With separate covariances, the \(\mathbf{x}'\boldsymbol{\Sigma}^{-1}\mathbf{x}\) term no longer cancels (because \(\boldsymbol{\Sigma}_k^{-1}\) differs across classes), and the \(\ln|\boldsymbol{\Sigma}_k|\) term also varies. The discriminant function becomes:
\[\delta_k(\mathbf{x}) = -\frac{1}{2}\ln|\boldsymbol{\Sigma}_k| - \frac{1}{2}(\mathbf{x} - \boldsymbol{\mu}_k)' \boldsymbol{\Sigma}_k^{-1}(\mathbf{x} - \boldsymbol{\mu}_k) + \ln \pi_k\]
This is quadratic in \(\mathbf{x}\), giving curved decision boundaries.

When classes genuinely have different covariances, QDA captures the curved boundary while LDA is forced to use a straight line.

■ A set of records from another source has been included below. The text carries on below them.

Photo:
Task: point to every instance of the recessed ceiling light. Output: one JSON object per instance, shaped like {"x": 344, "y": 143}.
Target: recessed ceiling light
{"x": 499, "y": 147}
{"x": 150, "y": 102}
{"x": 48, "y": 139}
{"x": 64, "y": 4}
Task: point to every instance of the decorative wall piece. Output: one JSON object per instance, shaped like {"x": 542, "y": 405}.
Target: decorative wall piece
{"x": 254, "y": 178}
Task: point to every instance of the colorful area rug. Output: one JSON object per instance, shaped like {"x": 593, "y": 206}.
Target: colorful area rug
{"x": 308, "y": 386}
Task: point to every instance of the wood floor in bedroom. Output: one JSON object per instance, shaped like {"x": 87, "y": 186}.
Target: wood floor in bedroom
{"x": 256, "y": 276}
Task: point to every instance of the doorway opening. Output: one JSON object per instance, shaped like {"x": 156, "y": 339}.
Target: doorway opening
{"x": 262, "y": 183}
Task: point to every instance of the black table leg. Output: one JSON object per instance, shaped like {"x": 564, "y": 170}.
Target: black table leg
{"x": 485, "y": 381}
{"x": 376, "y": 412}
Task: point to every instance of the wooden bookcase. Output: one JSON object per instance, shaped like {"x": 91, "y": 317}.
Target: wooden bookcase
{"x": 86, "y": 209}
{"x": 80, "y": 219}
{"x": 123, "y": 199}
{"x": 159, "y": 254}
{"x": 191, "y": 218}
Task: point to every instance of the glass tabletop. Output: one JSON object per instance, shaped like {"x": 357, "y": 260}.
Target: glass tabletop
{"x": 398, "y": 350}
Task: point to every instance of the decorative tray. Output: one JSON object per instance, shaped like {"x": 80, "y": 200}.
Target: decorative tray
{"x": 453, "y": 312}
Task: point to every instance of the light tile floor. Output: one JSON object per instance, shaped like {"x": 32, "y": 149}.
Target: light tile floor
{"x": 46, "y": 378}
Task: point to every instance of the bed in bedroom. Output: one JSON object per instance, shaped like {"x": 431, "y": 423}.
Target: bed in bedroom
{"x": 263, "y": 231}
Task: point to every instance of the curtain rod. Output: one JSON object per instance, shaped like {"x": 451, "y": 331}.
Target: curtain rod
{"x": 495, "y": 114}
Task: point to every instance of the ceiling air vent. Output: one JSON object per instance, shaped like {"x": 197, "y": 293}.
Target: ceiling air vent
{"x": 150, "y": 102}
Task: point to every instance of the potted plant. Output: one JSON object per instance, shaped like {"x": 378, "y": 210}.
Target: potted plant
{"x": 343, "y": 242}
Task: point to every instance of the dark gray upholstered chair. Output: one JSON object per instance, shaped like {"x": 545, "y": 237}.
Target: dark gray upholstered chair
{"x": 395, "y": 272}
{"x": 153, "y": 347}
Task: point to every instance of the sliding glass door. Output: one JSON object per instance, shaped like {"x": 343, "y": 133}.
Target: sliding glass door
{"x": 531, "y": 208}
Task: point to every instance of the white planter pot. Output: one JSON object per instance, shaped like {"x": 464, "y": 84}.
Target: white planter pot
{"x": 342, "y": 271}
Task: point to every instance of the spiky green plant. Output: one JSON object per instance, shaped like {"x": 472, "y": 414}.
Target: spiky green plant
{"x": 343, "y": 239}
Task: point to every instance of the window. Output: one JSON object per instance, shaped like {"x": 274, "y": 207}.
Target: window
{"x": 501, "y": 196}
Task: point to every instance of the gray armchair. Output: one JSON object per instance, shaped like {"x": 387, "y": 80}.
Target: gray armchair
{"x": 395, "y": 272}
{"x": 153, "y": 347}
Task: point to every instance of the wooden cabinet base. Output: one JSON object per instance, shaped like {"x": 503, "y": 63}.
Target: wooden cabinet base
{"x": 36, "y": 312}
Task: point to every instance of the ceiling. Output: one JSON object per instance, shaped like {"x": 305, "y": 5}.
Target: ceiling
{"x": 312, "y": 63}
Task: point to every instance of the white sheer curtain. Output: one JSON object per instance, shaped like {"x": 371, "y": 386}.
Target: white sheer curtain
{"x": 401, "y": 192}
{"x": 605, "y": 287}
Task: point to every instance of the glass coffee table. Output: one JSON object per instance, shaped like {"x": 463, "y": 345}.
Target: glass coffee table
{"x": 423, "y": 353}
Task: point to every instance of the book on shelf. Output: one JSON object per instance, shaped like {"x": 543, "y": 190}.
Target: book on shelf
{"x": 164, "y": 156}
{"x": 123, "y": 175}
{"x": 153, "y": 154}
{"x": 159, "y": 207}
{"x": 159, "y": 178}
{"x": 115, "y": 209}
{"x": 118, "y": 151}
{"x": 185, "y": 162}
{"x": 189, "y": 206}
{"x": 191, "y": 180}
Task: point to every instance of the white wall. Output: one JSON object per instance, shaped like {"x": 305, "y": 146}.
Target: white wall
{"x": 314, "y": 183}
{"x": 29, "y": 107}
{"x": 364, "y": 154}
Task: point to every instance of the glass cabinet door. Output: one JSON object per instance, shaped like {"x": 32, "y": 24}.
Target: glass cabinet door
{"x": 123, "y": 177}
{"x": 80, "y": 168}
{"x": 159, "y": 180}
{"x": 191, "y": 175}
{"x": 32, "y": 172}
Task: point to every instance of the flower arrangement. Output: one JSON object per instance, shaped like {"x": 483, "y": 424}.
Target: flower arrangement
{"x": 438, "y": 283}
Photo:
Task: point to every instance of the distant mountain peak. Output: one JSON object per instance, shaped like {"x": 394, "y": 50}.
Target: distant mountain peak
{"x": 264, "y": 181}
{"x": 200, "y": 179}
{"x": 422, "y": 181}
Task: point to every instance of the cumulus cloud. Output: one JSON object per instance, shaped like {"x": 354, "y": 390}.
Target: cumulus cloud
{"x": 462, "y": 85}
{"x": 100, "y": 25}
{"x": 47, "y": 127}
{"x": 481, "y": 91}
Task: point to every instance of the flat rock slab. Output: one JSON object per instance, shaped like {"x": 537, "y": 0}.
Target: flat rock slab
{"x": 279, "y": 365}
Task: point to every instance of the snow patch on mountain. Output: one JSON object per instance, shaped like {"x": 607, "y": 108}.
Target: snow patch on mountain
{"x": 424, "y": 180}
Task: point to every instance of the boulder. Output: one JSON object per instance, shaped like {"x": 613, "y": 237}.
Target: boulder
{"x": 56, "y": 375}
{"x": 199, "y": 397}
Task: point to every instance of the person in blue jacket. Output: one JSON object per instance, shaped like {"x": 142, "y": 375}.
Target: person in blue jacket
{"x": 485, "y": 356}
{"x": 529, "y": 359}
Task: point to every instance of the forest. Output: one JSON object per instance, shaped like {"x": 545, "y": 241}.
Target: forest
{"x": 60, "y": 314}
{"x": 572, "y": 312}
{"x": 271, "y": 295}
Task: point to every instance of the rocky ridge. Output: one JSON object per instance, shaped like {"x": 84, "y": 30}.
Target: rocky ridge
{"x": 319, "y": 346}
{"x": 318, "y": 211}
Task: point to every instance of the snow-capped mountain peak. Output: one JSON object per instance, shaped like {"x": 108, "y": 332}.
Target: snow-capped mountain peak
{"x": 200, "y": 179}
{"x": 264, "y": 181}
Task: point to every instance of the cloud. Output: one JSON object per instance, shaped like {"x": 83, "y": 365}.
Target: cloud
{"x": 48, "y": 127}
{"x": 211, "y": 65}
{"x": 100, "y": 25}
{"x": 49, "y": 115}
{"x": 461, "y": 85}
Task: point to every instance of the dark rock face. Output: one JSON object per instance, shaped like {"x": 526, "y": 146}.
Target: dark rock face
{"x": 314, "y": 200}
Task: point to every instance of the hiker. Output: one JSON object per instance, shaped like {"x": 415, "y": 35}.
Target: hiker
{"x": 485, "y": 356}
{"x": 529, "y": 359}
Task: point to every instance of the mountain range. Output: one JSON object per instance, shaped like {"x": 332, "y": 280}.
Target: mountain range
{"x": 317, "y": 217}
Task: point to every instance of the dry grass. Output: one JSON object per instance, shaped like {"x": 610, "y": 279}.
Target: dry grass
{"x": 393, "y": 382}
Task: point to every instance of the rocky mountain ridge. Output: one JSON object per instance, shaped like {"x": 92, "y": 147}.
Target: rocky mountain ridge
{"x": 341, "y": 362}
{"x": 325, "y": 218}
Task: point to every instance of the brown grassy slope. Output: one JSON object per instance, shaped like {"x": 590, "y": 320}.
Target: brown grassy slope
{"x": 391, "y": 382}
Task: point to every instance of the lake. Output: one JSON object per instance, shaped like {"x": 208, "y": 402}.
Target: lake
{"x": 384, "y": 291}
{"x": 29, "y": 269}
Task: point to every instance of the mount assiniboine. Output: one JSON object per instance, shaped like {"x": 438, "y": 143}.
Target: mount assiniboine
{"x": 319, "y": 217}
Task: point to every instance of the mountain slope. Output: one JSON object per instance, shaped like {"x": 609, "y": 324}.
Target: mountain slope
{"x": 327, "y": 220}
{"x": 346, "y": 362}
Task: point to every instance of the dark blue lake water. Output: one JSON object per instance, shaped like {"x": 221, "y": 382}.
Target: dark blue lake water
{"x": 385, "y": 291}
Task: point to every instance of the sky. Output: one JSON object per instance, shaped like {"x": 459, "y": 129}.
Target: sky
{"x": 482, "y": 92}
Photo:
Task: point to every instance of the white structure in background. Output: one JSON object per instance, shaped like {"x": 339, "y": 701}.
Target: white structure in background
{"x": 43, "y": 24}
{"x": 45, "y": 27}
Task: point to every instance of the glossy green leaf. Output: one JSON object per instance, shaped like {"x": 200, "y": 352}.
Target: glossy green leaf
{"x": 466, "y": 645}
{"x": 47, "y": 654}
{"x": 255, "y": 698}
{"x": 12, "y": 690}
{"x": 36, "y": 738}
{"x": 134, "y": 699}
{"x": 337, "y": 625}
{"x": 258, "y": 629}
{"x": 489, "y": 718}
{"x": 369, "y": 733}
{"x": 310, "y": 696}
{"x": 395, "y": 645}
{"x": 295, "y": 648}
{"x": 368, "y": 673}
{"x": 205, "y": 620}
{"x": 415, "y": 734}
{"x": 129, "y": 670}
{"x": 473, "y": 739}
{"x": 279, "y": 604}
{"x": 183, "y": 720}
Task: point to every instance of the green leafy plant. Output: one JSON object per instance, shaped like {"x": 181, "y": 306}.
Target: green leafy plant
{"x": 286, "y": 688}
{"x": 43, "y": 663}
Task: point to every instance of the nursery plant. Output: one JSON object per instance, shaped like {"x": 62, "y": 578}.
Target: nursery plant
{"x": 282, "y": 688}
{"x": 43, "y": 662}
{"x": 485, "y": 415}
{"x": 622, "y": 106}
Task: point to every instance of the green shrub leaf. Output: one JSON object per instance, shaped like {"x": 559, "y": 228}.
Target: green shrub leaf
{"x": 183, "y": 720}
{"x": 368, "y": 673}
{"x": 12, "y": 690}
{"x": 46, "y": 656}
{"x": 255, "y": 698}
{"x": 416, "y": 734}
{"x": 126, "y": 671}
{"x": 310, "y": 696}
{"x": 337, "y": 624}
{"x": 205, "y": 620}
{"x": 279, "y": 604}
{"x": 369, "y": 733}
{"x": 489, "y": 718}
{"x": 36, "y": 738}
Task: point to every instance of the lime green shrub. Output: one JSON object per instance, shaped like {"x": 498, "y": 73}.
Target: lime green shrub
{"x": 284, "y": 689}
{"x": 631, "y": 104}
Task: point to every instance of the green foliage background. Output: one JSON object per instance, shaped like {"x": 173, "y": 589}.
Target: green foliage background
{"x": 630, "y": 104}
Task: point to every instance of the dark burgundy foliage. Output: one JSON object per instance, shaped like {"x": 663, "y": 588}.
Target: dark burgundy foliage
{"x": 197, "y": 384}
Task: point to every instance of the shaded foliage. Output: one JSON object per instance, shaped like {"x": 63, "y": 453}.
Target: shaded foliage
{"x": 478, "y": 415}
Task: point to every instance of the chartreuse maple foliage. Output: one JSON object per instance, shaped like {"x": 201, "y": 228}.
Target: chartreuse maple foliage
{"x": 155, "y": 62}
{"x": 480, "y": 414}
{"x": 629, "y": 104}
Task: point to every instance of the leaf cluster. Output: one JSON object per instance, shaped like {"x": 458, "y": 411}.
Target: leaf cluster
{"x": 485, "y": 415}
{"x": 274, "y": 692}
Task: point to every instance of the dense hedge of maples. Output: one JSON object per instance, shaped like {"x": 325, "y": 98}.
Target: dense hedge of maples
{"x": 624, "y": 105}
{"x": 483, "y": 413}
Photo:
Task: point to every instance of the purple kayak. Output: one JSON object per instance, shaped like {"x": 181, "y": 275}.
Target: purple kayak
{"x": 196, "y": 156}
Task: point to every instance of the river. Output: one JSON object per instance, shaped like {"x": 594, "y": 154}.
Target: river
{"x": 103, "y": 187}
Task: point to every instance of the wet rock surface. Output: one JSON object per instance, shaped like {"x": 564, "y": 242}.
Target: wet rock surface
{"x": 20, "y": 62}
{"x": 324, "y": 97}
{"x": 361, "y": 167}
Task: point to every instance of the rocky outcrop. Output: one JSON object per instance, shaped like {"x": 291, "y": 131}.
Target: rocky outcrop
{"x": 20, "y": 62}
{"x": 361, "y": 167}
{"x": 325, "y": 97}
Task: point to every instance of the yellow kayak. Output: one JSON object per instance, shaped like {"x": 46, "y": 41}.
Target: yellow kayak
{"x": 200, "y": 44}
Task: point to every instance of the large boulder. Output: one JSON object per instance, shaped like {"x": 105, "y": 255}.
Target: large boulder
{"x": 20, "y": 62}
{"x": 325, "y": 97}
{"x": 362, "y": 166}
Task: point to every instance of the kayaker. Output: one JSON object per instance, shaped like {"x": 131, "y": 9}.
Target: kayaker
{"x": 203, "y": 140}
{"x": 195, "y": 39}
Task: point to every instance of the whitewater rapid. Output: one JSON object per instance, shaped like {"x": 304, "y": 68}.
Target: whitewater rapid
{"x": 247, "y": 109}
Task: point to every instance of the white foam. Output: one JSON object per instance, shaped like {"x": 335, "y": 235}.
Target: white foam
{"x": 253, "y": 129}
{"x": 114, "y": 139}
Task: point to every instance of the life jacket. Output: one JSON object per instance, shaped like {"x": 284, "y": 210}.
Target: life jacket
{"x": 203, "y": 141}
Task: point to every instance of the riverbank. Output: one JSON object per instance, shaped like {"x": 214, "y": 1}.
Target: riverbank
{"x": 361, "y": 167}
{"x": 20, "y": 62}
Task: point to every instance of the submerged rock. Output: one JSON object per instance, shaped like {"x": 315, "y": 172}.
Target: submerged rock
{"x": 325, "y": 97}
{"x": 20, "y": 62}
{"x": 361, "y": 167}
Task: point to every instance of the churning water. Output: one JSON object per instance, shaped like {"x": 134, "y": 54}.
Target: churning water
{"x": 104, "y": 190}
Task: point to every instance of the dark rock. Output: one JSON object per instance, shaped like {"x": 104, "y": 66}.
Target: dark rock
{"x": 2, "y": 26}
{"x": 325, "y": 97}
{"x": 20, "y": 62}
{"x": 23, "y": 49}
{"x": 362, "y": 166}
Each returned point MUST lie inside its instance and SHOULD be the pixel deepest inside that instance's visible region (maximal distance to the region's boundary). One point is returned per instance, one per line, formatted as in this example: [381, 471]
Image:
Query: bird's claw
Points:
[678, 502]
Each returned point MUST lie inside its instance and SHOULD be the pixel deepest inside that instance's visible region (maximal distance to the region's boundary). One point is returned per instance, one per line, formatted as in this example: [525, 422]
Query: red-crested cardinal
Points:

The trade-off is straightforward:
- LDA: More restrictive assumptions, fewer parameters, more stable with small samples
- QDA: More flexible, more parameters, can overfit if sample size is small relative to the number of features
LDA and QDA both have good track records as classifiers, not necessarily because the normality assumption is correct, but because estimating fewer parameters (especially the shared \(\boldsymbol{\Sigma}\) in LDA) reduces variance. The decision boundary often works well even when normality is violated.
LDA vs. Logistic Regression
Both LDA and logistic regression produce linear decision boundaries. When should you use which?
Logistic regression makes no assumption about the distribution of \(\mathbf{x}\) — it models \(P(y \,|\, \mathbf{x})\) directly. This makes it more robust when the normality assumption is violated, and it’s preferred when features are binary or mixed types.
LDA is more efficient when normality actually holds, because it uses information about the class distributions. It can be more stable with small samples and naturally handles multi-class problems without any modification.
In practice, they often give similar results. Try both and compare via cross-validation.